Friday, October 28, 2005

FOR CONSIDERATION RE. SMOKING IN PUBS

Here's some thoughts that fit this issue into a libertarian class analysis.

First of all, there is the "the state always benefits" analysis. This is a picture I hit upon whilst cosidering David Friedman and Frederick Bastiat's denial of a class system. Bastiat, it should be recalled, said that the state was that great fiction by which everybody tried to live at the expense of everybody else. Friedman essentially argued the same, pointing out that a state with the capacity to intervene in the economy and to redistribute income attracted rent seekers, each of which is a burden on everybody else, including each other.

However, what we get in reality is one group of people turning to the stae and saying, "please, make it so that X is the case," whilst another turns to the state and says, "no, make it so that not-X is the case." Either way, it is the state they must turn to, it is the state that is the major player, and so it is the state that benefits whatever outcome is adopted. Most conspicuous in this case are the armies of health advisors and activists milking it.

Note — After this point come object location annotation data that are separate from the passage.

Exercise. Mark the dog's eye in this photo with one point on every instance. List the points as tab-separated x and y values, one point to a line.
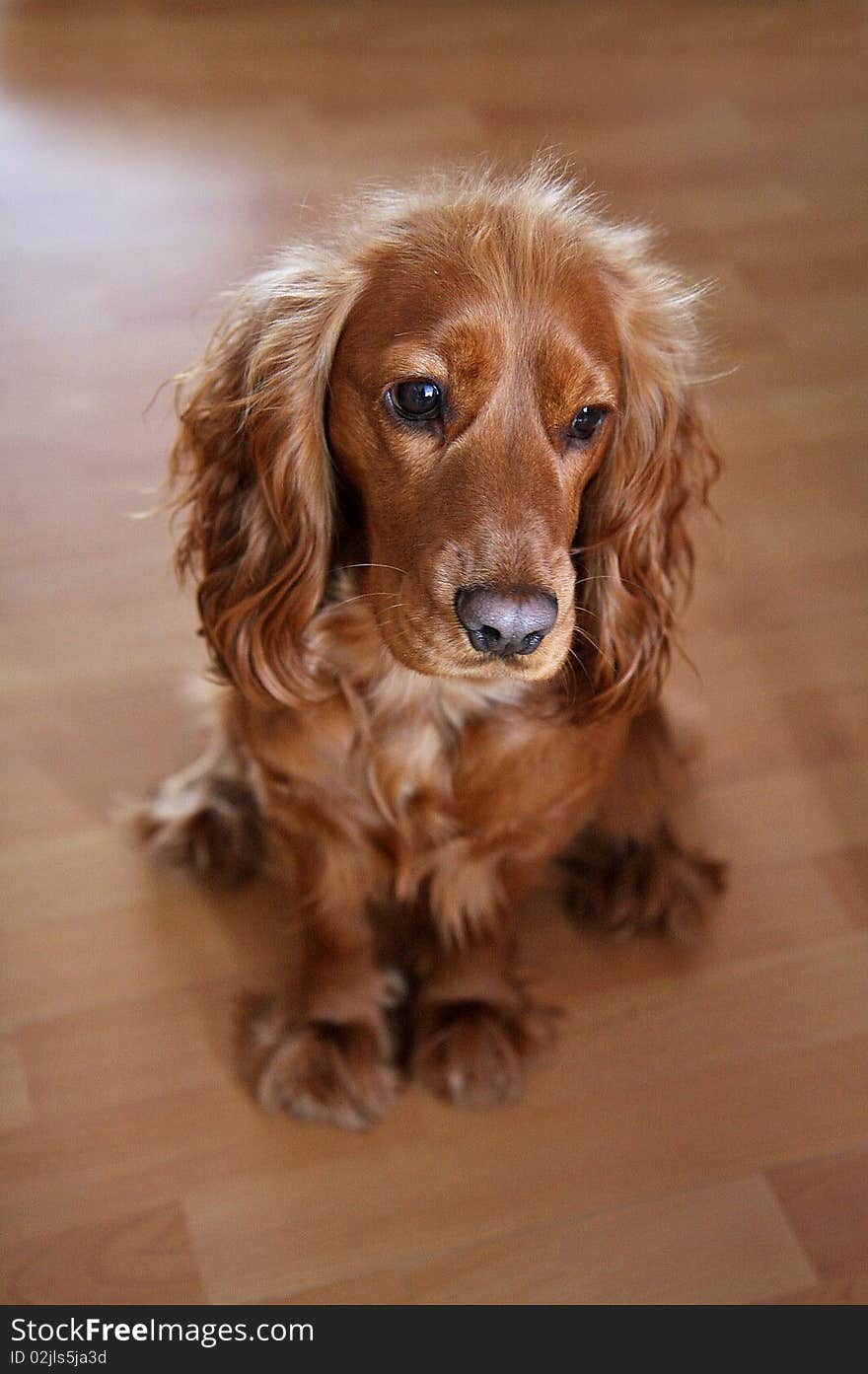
417	398
587	422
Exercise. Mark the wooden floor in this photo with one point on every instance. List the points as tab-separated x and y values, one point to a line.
702	1133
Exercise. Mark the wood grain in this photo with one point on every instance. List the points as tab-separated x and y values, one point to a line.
700	1133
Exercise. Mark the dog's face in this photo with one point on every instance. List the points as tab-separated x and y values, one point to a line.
504	381
470	409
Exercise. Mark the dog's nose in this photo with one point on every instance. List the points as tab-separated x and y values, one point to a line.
506	619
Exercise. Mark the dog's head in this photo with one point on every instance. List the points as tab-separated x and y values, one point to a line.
482	396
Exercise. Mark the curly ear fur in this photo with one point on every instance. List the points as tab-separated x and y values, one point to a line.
253	472
634	552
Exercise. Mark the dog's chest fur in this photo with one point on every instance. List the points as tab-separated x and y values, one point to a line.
419	768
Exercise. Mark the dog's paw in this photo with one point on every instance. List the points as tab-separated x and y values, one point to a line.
209	825
323	1072
474	1054
621	888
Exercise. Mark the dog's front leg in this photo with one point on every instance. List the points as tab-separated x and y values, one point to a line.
474	1023
329	1055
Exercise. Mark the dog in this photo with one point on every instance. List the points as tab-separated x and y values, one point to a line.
434	477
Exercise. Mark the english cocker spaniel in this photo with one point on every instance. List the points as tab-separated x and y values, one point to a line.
434	478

Secondly, the case is that smokers assault bar staff by forcing them to inhale smoke as they work. Of course, bar satff choose to work in the bars. However, we should recall the words of Benjamin Tucker here:

...if a man has labour to sell, he has a right to a free-market in which to sell it, - a market in which no one shall be prevented by restrictive laws from honestly obtaining the money to buy it. If the man with labour to sell has not this free market, then his liberty is violated and his property vicrtually taken from him. Now such a free market has constantly been denied ... to the labourers of the civilised world ... Capitalists ... have placed and kept on the statute-books all sorts of prohibitions and taxes ... designed to limit and effective in limiting the number of bidders for the labour of those who have labour to sell.


And not just labour to sell, but money to sell in exchange for goods and services.

How is this relevant to the smoking in pubs issue? Precisely because owners of pubs can be included amongst the capitalists who have kept such restrictive laws and taxes on the books. First and most obvious are the licensing laws, according to which it is illegal to simply open your own building up to the public and let them buy your alcohol off you. Without licensing laws, anybody could simply go into business as a pub, or even an "off license" (a redundant term in a free-market). Not only do licensing laws restrict who can go into business, but those who get into business are also restricted. Special licensing controls when pubs may open or stay open, or when they can sell different types of drinks. People have to pay, and often pay a lot, for instance, for the right to stay open later than eleven o'clock. Without this an enterprising landlord may have "smoker's hours," for instance, at which times he lets people smoke, and only employs workers willing to tolerate smokers (those who might, for example, be paid more to do so - if smokers are worth more - or are perhaps otherwise worth less). This is actually a much better plan than the idea that people can have "non-smoking areas" in their pubs, which is a fine plan so long as you have enough room to so segregate the pub. Smoker's hours allows a different type of segregation.

On top of this, there are duties and taxes. Taxes on alcohol must be borne by its producer or supplier, since they cannot be passed on to customers. Anybody who thinks that taxes can be passed on to customers is presuming that, post-tax there is a high price at which consumers were still just as willing to buy as the were pre-tax, and that the producer or supplier was presumably for some reason not charging. This is an odd thing to think of capitalistic business men! Since taxes must be born by producers, they are an additional cost that is a prohibition on going into business. Therefore duties and taxes on alcohol help keep down the numbers of people competing in the industry.

Then there are planning laws. One cannot simply open a pub up. You have to apply for planning permission. Since planning committees are notoriously biased, this means that whoever controls the committee can restrict anybody else opening a business to compete with them. I seriously doubt that, even if there were no licensing laws, and no taxes, and there were an available market, I would still be prevented from going into business over the road from my local pub!.

All these regulations pose a barrier to entry to the industry. When they exist, landlords face less pressure to respond to consumer demand because it is harder for consumers to take their business elsewhere. So landlords can ignore consumer demand for non-smoking areas or times, or a non-smoking policy. If anybody were able to go into business, though, then people would be able to compete on these grounds. Likewise for workers in pubs. Workers are obliged to accept passive smoking because it is harder for them to simply "get a job somewhere else."

All this means that much of the "problems" surrounding the issue of smoking in pubs, can be laid at the feet of the interventionist corporate state. It is illogical to propose more intervention to solve the problem of intervention, though. The more consistent, just, and eficacious stategy, then, is not to ban smoking in pubs, but to free markets.